Auch, wenn es das dreimillionste Foto vom schiefen Turm von Pisa ist, es ist dein Foto, deine Umsetzung und kein Foto der Welt ist 100%ig gleich. Möchtest du es zeigen, zeig es. Niemand hat das Recht, dir das abzusprechen, oder die Existenz deines Fotos (bzw. die Veröffentlichung) in Frage zu stellen.
Rechtfertigung Umsetzung
Es ist ein Zeichen der Zeit, dass Menschen im Internet alles kommentieren müssen und vielfach ungefragt mit Kritik (Meinung) um sich werfen. Muss man das? Nein. Ist das angebracht? Nein. Außer, es wird darum gebeten und dann sollte die Kritik auf Augenhöhe geschehen und nicht bloß eine random Meinung darstellen.
Wie also damit umgehen? Ganz einfach: Gefällt das Foto dann freut sich der/die Fotograf:in sicherlich über einen entsprechenden Hinweis, vielleicht auch mit einigen Worten des Warums. Gefällt es nicht, weiterscrollen. Wird nach Kritik oder Verbesserungsvorschlägen gefragt, kann man durchaus etwas schreiben.

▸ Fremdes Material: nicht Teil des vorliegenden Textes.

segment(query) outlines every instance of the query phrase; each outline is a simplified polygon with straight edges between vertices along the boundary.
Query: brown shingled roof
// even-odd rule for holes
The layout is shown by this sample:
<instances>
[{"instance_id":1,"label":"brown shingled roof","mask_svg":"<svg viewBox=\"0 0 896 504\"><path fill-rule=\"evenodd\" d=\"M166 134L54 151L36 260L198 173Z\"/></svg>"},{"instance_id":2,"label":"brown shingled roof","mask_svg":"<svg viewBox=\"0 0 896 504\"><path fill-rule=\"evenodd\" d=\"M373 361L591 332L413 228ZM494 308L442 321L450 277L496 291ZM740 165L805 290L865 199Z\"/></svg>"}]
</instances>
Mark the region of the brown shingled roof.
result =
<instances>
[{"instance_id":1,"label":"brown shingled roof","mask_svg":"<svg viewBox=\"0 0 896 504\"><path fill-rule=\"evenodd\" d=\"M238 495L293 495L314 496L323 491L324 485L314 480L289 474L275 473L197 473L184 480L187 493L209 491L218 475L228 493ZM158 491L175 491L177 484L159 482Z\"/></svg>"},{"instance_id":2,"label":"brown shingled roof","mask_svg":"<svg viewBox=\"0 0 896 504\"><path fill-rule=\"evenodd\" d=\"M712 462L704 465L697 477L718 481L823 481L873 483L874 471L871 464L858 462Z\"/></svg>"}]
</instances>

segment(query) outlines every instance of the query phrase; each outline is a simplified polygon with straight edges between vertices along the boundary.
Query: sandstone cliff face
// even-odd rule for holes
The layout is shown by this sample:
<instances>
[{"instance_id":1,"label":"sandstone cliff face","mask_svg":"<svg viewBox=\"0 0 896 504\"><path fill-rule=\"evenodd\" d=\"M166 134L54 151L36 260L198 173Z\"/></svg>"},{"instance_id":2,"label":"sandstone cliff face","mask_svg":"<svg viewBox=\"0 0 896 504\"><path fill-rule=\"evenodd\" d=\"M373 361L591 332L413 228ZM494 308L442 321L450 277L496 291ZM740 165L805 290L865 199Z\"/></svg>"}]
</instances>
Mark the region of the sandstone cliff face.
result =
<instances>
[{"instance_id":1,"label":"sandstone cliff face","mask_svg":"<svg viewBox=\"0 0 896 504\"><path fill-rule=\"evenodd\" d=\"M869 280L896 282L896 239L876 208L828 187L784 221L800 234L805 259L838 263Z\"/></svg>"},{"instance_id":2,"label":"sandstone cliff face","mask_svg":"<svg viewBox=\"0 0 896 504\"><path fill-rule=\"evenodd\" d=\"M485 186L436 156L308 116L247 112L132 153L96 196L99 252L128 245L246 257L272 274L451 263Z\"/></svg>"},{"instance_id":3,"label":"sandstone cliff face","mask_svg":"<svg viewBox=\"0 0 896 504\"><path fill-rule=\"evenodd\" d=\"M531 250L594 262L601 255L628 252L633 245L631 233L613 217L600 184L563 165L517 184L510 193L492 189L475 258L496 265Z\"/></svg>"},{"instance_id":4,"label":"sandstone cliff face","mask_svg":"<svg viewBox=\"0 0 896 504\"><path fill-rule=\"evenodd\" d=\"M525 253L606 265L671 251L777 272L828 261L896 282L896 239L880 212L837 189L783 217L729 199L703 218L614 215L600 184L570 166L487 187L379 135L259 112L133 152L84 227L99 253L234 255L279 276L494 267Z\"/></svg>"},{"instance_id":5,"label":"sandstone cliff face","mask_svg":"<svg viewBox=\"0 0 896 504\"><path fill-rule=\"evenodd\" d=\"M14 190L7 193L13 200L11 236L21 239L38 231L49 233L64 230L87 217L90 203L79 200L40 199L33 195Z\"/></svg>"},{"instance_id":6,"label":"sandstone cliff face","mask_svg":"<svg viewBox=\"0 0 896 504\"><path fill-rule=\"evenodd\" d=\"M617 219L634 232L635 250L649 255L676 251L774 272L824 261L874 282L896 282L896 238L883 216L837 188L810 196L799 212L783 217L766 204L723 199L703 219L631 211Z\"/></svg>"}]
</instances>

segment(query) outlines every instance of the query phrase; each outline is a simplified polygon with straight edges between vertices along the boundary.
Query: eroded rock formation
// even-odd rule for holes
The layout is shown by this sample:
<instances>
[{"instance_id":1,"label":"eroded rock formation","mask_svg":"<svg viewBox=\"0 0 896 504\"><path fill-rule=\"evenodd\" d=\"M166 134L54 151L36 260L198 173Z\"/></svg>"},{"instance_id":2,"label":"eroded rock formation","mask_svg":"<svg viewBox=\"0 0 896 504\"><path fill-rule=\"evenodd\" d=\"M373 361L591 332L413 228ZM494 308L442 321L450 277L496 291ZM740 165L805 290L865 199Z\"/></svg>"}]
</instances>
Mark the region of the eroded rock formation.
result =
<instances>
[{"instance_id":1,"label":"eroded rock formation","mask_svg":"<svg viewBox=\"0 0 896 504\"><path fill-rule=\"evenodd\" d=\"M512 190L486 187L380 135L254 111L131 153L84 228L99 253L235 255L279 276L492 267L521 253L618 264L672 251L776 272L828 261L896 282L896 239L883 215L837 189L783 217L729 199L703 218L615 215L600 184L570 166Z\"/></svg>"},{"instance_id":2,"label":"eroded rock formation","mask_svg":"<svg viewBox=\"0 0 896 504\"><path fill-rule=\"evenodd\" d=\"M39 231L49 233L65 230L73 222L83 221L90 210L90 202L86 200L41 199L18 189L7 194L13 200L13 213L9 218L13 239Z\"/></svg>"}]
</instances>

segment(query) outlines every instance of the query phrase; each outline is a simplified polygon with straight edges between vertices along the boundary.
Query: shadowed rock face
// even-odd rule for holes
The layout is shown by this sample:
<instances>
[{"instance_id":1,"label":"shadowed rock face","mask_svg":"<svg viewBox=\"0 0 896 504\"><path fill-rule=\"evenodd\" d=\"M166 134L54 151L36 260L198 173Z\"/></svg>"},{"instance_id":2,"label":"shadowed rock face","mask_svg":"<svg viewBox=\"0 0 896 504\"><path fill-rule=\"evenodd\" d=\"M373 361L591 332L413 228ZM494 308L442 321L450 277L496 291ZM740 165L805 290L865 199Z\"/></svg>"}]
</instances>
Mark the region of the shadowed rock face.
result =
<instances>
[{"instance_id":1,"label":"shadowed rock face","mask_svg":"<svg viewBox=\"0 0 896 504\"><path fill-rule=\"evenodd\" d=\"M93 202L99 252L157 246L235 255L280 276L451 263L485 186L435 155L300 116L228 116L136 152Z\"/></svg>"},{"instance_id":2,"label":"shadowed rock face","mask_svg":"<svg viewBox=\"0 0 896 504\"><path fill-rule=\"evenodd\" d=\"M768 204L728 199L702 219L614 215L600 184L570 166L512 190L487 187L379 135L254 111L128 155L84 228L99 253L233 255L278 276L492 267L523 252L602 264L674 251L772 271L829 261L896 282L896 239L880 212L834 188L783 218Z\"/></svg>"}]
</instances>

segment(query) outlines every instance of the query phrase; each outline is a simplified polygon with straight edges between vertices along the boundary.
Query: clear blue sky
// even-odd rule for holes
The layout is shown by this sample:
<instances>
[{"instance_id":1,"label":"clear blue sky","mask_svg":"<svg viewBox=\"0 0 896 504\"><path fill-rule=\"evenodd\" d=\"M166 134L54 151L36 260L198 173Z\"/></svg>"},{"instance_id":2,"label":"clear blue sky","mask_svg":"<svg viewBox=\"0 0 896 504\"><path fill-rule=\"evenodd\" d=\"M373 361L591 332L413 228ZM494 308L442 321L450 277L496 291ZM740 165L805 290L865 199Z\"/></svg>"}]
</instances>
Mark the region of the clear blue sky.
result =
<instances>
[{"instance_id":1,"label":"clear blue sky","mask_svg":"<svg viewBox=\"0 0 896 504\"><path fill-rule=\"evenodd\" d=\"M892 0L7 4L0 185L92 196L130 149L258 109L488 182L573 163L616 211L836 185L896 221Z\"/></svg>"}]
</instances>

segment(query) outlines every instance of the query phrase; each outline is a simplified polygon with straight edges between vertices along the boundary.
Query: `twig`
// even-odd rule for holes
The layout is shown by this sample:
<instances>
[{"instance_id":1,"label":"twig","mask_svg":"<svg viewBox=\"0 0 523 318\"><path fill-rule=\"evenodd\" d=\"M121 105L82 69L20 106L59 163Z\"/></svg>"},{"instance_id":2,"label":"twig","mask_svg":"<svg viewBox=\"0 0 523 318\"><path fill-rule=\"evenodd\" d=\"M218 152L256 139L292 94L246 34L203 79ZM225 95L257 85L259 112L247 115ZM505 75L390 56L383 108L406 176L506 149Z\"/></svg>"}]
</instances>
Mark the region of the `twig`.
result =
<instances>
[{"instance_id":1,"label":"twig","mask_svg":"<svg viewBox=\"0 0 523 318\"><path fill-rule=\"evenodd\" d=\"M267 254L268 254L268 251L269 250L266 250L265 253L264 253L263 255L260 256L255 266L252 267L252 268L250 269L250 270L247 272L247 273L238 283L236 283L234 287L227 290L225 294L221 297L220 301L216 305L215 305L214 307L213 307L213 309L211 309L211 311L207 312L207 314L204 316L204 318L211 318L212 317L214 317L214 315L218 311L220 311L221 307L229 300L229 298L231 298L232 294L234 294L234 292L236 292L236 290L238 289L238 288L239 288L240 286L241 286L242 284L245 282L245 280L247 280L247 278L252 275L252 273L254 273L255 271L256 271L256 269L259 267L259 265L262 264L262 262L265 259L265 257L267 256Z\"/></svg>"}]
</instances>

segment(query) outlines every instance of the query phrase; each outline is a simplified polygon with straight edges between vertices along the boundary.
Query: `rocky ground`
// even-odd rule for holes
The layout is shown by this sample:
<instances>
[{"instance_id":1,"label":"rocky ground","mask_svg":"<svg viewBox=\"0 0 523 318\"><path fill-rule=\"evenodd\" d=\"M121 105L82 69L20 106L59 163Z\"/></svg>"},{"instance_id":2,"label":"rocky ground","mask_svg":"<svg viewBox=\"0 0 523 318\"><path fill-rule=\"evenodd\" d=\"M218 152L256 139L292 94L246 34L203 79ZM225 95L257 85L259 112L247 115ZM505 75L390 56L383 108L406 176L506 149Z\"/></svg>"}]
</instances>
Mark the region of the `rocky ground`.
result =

Beachte aber, dass „Gefällt mir nicht“ weder eine Kritik, noch einen Verbesserungsvorschlag darstellt, sondern lediglich eine verzichtbare Meinung, eine Verschwendung von Energie und Zeit.
Schlimm dabei ist, dass gerade Anfänger durch solche Erfahrungen extrem verunsichert und in ihrer Entwicklung gebremst werden. Viele wollen ihre Fotos dann einfach nicht mehr zeigen und das ist wirklich sehr schade.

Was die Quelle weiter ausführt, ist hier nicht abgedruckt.